In a world where a blog is created every second does the world really need another blog? Well, it's got one. An irregular set of postings, weaving an intricate pattern around a diverse set of subjects. Comment on culture, technology, politics and the occasional rant about life. Alan ... in Belfast, Northern Ireland
Saturday, May 11, 2019
A Streetcar Named Desire – dark, memorable and quite exhausting (in a good way) – Lyric Theatre until 8 June
Half an hour out of the Lyric Theatre after the marathon performance of Tennessee Williams’ A Streetcar Named Desire and my head is still thinking out loud with a New Orleans drawl: a testament to the cast’s consistent delivery throughout the three hour play.
If like me you opted for Maths and Sciences after GCSE, then you may have missed out on studying this perennial A-level English set work. So it’s a fresh story unfolding on the stage as Blanche travels from Laurel, Mississippi to stay with her sister Stella, married to Stanley, stepping down off the streetcar into a depressed district far from her ideal environs.
Aoibhéann McCann brilliantly portrays the complexity of Blanche: anxious and perhaps traumatised, sensual and fond of fine things, so deceitful that her truthful revelations barely impact, and one minute chaste, the next throwing herself at the first paperboy that passes. There’s a strength of character about McCann that anchors the whole play and allows the audience to suspend their doubts and instead hope that Blanche can pull through.
In the triangle created between Stella, Stanley and Blanche, it is Meghan Tyler playing Stella who fires out the witty quips that disguise the obvious violent regime she endures living with her brutish husband. Tyler conveys well the tug of war of loyalties between her heavy-handed husband and somewhat-wayward sister and never plays second fiddle to the Stanley–Blanche axis of angst.
It’s hard to have any sympathy for Stanley, played by Mark Huberman. Emma Jordan’s direction keeps his moments of physical and sexual violence to an absolute minimum, moving them off stage, or quickly blanketing the stage in darkness. While it’s kinder to the audience, the brevity and silence do somewhat diminish the devastating impact of these actions.
The play takes place in yet another magnificent Ciaran Bagnall set, with a feeling of height and depth, and warm rays of golden sun dramatically cast across the side-lit stage. The multi-level ground floor apartment space sits under a walkway to the upstairs apartment occupied by Eunice (Abigail McGibbon) and Steve (Sean Kearns), whose own domestic situation mirrors Stella and Stanley down below. There’s a cruel irony that Stella is trapped in a house, whose set has no doors or walls.
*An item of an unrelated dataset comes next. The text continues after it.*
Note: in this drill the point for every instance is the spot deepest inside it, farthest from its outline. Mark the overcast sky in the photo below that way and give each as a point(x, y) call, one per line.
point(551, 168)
Carl Kennedy’s score is muted yet moody, peppered with evocative songs that provide moments of emotional relief before the cast ratchet up the tension once more.
Despite its lengthy run time and Blanche’s verbose dialogue, Williams’ play is tightly constructed, investigates the abuse of power and gender inequalities, while not copping out of its devastatingly hopeless and unjust conclusion as Stanley remorselessly completes the destruction of his sister-in-law who is once again forced into the reliance on “the kindness of strangers”.
In this well-deserved revival, the acting, direction, set, sound and lights come together with the classic script to create a dark, memorable, and quite exhausting piece of theatre that unsettles and disturbs. A Streetcar Named Desire plays in the Lyric Theatre until Saturday 8 June.